Methodological Framework for Investigating Thermoelectric Transport in Cu-Ni Alloys Using First-Principles Calculations

We present the methodological approach for studying the thermoelectric properties of random alloys through first-principles electronic structure and transport simulations. Using the Korringa-Kohn-Rostoker (KKR) method within the Coherent Potential Approximation (CPA) framework, as implemented in the SPR-KKR package, and the MuST software, we examine various alloy compositions and temperature regimes.

Electronic structure is determined through self-consistent KKR-CPA calculations, followed by transport property evaluations. We compute electrical conductivity using the Kubo-Bastin formalism in SPR-KKR and the Kubo-Greenwood formalism in MuST, from which the Seebeck coefficient and figure of merit (zT) are derived.

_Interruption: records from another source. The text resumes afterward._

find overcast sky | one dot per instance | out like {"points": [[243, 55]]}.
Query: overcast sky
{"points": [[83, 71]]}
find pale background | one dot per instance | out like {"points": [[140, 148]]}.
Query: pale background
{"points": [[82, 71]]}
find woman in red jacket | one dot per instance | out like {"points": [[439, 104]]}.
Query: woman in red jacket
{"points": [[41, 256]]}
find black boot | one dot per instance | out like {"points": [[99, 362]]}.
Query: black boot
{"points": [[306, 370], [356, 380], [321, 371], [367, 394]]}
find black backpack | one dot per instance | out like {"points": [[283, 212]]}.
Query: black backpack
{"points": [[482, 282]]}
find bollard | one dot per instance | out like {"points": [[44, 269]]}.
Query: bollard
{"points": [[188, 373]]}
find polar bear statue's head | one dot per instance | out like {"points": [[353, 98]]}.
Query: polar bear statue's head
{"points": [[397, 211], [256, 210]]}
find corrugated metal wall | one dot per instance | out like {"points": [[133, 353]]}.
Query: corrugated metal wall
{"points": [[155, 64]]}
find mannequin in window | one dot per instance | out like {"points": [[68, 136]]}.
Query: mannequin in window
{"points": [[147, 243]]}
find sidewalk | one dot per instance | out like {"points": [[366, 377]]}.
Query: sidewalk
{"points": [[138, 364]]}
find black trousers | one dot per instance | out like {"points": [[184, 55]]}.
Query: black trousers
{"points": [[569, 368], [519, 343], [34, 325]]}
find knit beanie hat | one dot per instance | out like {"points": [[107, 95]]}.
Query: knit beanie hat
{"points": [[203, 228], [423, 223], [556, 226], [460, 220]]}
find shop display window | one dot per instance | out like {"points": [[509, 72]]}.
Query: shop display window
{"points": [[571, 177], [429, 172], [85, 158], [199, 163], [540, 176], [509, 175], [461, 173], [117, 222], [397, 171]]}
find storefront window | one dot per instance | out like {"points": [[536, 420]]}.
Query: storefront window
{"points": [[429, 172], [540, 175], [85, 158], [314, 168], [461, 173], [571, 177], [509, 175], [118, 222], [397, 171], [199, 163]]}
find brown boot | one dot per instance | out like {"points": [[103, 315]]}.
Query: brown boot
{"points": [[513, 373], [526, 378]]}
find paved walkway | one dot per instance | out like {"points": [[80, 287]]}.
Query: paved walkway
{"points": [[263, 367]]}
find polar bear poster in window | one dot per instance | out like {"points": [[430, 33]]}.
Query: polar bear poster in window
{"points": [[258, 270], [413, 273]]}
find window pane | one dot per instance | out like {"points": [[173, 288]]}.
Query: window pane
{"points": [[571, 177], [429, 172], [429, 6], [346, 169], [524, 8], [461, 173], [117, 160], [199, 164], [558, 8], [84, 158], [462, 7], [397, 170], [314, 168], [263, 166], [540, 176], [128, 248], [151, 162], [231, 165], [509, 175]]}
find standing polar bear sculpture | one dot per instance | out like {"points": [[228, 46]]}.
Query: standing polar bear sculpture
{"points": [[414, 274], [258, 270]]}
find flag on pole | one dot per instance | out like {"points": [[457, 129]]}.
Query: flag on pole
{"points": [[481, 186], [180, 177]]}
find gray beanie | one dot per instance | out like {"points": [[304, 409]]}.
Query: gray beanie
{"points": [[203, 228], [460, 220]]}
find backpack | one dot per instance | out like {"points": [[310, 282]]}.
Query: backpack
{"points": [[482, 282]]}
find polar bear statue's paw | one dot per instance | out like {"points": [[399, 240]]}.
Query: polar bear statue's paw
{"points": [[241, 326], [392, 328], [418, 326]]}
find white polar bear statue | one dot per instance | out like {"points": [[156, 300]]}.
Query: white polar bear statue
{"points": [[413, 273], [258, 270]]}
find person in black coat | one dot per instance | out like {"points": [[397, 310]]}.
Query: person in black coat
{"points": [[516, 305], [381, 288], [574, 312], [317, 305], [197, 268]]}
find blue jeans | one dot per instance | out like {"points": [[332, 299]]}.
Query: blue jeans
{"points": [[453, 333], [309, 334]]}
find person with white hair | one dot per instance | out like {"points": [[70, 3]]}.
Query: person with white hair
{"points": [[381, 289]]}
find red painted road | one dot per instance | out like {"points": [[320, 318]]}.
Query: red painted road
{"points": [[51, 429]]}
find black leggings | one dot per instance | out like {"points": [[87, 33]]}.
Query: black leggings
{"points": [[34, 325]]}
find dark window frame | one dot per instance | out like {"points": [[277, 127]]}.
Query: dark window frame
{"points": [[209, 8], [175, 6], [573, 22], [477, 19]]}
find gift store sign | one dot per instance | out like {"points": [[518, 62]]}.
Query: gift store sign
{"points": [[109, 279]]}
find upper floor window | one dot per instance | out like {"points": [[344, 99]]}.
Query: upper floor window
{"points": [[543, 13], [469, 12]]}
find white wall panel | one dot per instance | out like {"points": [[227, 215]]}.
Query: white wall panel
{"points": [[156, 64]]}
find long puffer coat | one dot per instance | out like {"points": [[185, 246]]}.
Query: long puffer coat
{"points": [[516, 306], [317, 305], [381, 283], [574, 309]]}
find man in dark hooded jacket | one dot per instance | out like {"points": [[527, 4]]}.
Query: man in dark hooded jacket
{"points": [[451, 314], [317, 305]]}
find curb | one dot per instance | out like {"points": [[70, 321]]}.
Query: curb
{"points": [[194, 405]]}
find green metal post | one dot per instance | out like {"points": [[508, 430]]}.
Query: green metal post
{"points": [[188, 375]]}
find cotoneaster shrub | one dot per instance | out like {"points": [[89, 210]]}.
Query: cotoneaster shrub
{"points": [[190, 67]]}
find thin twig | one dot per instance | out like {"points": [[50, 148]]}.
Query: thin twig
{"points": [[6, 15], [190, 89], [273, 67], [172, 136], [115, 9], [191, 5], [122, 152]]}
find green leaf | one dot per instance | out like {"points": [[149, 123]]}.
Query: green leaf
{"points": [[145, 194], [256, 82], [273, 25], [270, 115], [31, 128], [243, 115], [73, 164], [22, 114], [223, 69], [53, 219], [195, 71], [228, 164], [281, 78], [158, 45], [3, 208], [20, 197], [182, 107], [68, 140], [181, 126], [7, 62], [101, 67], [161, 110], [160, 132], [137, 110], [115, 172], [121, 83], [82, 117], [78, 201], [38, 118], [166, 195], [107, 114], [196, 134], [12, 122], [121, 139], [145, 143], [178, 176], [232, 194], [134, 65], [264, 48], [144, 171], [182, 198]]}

In this study, we focus on copper-nickel (Cu₁₋ₓNiₓ) alloys. Finite temperature effects, including atomic displacements and magnetic fluctuations, are modeled via the alloy analogy model (AAM). Results show a non-linear Seebeck coefficient variation with Ni concentration, linked to electronic states near the Fermi level. Composition-dependent trends in zT are observed, with finite temperature disorder improving agreement with experimental data. This framework is applicable to other metallic alloy systems for thermoelectric studies.